Some people will squawk out the bromide that we are here to learn and not to compete, that the pleasure derived from a course should not be proportional to the grade we receive. The problem with this claim is that it’s really not true. We are here to learn, but we are also here to distinguish ourselves. In an academic community, distinguishing ourselves means pushing forward our accumulated knowledge of the world, working to improve our collective understanding, not just ourselves. Harvard is no longer a gentleman’s finishing school, but a serious place of intellectual inquiry, which can give the resources to push knowledge forward only to those who merit such resources. University President Lawrence H. Summers spoke in October about making the academic experience the center of College life. He has since expressed his intention to tackle grade inflation. Those two issues are intimately linked.

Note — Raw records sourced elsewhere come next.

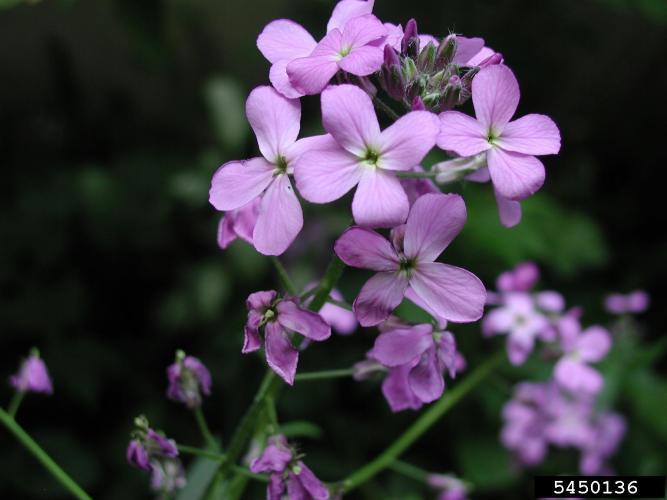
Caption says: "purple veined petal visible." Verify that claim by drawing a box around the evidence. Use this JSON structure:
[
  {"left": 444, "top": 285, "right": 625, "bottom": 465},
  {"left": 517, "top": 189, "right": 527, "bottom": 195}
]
[
  {"left": 322, "top": 84, "right": 380, "bottom": 156},
  {"left": 208, "top": 157, "right": 275, "bottom": 211},
  {"left": 245, "top": 85, "right": 301, "bottom": 164},
  {"left": 472, "top": 64, "right": 521, "bottom": 136},
  {"left": 378, "top": 111, "right": 440, "bottom": 170},
  {"left": 354, "top": 272, "right": 408, "bottom": 326},
  {"left": 257, "top": 19, "right": 317, "bottom": 64},
  {"left": 486, "top": 148, "right": 545, "bottom": 201},
  {"left": 276, "top": 300, "right": 331, "bottom": 341},
  {"left": 296, "top": 461, "right": 330, "bottom": 500},
  {"left": 294, "top": 143, "right": 364, "bottom": 203},
  {"left": 382, "top": 365, "right": 422, "bottom": 413},
  {"left": 495, "top": 114, "right": 560, "bottom": 155},
  {"left": 453, "top": 36, "right": 491, "bottom": 66},
  {"left": 369, "top": 324, "right": 433, "bottom": 368},
  {"left": 252, "top": 174, "right": 303, "bottom": 255},
  {"left": 554, "top": 356, "right": 604, "bottom": 394},
  {"left": 269, "top": 59, "right": 304, "bottom": 99},
  {"left": 352, "top": 167, "right": 410, "bottom": 227},
  {"left": 403, "top": 194, "right": 467, "bottom": 262},
  {"left": 327, "top": 0, "right": 375, "bottom": 33},
  {"left": 410, "top": 262, "right": 486, "bottom": 323},
  {"left": 264, "top": 321, "right": 299, "bottom": 385},
  {"left": 338, "top": 45, "right": 384, "bottom": 76},
  {"left": 408, "top": 347, "right": 445, "bottom": 403},
  {"left": 576, "top": 325, "right": 611, "bottom": 363},
  {"left": 494, "top": 188, "right": 521, "bottom": 227},
  {"left": 437, "top": 111, "right": 491, "bottom": 156},
  {"left": 334, "top": 227, "right": 398, "bottom": 271}
]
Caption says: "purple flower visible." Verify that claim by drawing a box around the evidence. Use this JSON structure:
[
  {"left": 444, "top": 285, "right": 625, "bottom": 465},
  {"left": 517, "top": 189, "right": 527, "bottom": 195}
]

Summers has the right idea because getting rid of grade inflation is the only way to kill the cult of the “sigma” and refocus students from being perfect to actually learning. When the only acceptable grades in popular science courses are A and A-minus, top students are forced to compete brutally for those scores. If the B were restored to its position as an honorable grade, it would take much of the pressure off of those students to “be perfect,” as they have been for their entire careers so far. If students knew they could not be “perfect,” they would be more likely to study for the knowledge than for the grade. They would try to learn to think, rather than to learn to take tests. Some of us might even take an afternoon off now and then.
An average grade in popular science courses should be a B-minus. One standard deviation above the average should earn a student a B-plus. Only those truly exceptional students—those rare double-“sigmas”—should be awarded an A-minus. Put the A out of reach, and most of the sigma fiends will mellow out. Harvard students have spent their whole lives being perfect. If there is anything this school should teach them, it’s that they are not.
Jonathan H. Esensten ’04, a Crimson editor, is a biochemical sciences concentrator in Lowell House.